More trouble found Cook when his former mentor-turned-rival Robert Peary — the leader of Cook’s first Arctic expedition in 1891 — launched a campaign to discredit him, alleging that, in fact, Peary himself had been the first to reach the North Pole. It was a battle for the ages — explorer against explorer, mentor against student — playing out largely on the front pages of New York’s major newspapers. Peary accused Cook of lying, Cook accused Peary of getting to the North Pole too late, and Peary brought up the Denali incident from 1906 to further discredit Cook’s career. The good work Cook had done on the Belgica, as well as his valid claim of having circumnavigated the mountain in 1903, was quickly overshadowed.

The ongoing war between these two men became the stuff of tabloid legend, as each went back and forth attempting to discredit the other. Their motivations did, on one level, have to do with the glory of being the first to reach the North Pole; but back in New York, having the flashier credentials also meant you could attract the attention of financiers to support future expeditions.

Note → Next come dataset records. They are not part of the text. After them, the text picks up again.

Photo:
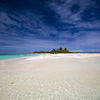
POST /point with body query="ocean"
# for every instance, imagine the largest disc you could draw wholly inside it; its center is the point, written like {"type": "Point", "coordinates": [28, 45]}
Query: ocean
{"type": "Point", "coordinates": [11, 56]}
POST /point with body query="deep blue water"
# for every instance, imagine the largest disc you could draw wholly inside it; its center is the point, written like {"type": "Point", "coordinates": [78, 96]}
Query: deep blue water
{"type": "Point", "coordinates": [4, 57]}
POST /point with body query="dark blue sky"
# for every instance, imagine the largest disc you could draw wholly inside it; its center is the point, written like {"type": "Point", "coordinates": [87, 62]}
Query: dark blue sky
{"type": "Point", "coordinates": [28, 25]}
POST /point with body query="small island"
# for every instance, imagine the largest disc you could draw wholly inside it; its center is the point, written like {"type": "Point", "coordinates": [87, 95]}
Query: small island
{"type": "Point", "coordinates": [54, 51]}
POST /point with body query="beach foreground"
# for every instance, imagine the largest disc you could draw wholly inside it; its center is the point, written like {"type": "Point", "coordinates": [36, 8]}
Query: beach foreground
{"type": "Point", "coordinates": [51, 77]}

It did not help that in 1910, the New York Times reported that Cook was accused of trying to publish Thomas Bridges’ Tierra del Fuego dictionary under his own name. His fate sealed, Cook’s reputation took a nosedive. He continued to defend his North Pole claim to the hilt, threatening to sue journalists for libel if they wrote that he fabricated his claim.

Cook sitting at a desk
Photo by Bettman/Getty Images

In 1919, perhaps exhausted by having to defend the validity of his polar exploits, or perhaps having exhausted the pool of financiers willing to support such a controversial figure, Cook turned to another sort of exploration: oil. He began working with and promoting start-up oil companies in Fort Worth, Texas. Four years later, however, he — along with 24 other Fort Worth promoters—were found guilty of fraud and deceptive practices by the federal government, and he was sentenced to just under 15 years in prison. He was imprisoned until 1930, during which time the famed polar explorer Roald Amundsen, a member of the original Belgica crew which owed its survival to Cook, visited him several times. In 1940, a decade after his release, President Franklin D. Roosevelt pardoned Cook. And then, just a few short months later, Frederick Cook, one of the most infamous explorers of all time, passed away from a brain hemorrhage.

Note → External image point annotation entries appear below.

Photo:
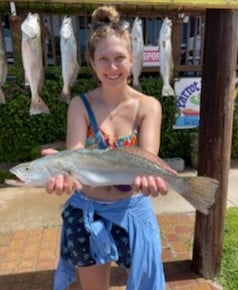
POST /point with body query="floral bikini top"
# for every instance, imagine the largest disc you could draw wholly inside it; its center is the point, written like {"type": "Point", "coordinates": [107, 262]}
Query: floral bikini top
{"type": "Point", "coordinates": [94, 141]}
{"type": "Point", "coordinates": [96, 138]}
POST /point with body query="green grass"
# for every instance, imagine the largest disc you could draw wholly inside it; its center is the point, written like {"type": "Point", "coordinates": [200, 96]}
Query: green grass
{"type": "Point", "coordinates": [228, 277]}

While a number of Cook’s claims have been scrutinized and his reputation remains tarnished, a small cadre of supporters believe that he is still one of the greatest explorers to have ever lived. The Frederick A. Cook Society, which still meets today, maintains that Cook’s claims were valid, and that he was merely an early victim of what we now call “fake news.”

The punchline of the drama between Cook and Peary is that Peary’s own North Pole claim has since been seriously questioned by numerous organizations, including the National Geographic Society. But, as we’ve come to learn, no matter how powerful the truth may or may not be, it pales in comparison to the power of public perception.